Unfortunately, names floated for Aguilar’s job appear to have more in common with White, who has reportedly lobbied for a more moderate voice on the commission. For example, Keir Gumbs of the white-collar defense firm Covington & Burling, a leading candidate, has allegedly given tutorials to CEOs on how to hide their political spending. Other hopefuls have casually rotated between the SEC and Wall Street law firms. A commissioner spinning through the revolving door to join White would give her an assured vote, and marginalize Kara Stein.

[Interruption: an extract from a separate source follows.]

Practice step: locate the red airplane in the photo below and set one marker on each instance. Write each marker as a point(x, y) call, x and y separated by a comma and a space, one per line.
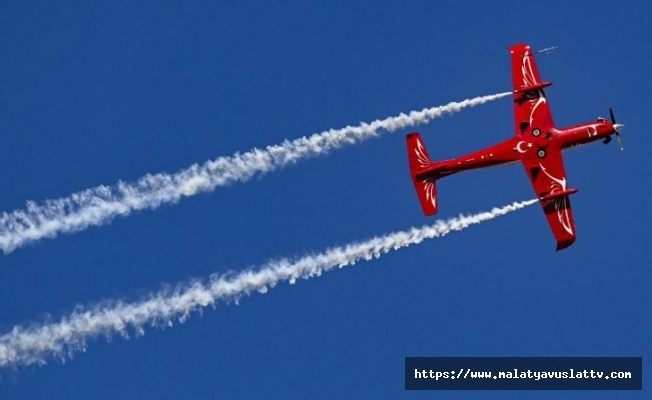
point(538, 144)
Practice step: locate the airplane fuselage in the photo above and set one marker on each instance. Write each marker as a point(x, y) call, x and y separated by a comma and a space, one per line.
point(534, 143)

The multi-pronged assault on the agency reflects a growing unease among progressive Democrats over an overly cozy relationship between the party elite and Wall Street. They want to widen the pool of nominees for critical regulatory positions over the long-term, a motivating factor in blocking former bank executive Antonio Weiss from a Treasury Department slot. And they feel White’s SEC tenure has been a significant step backward.
The lead agency for investor protection isn’t a natural target for the party’s liberal wing, compared to agencies that defend consumers or regulate banks. But half of all Americans own some form of stock, and their investments can be put at risk by the SEC’s lenient attitude. More important, the securities industry has insinuated itself into more of American life. Individuals and small business increasingly get loans through the capital markets; our 401(k) plans are based on publicly traded investments; and crowdfunding and securitization have given these industry players a central role in our entrepreneurship, our mortgages, our higher education funding, and so on. “We marketized our retirement system, we marketized our banking system, and the SEC is the main securities regulator,” said Marcus Stanley, policy director for the coalition Americans for Financial Reform.
As the battle for SEC reform continues, the question for the White House is simple: Do they want to preside over a legacy of change in securities regulation, or have it defined by continued weakness and industry conflict of interest?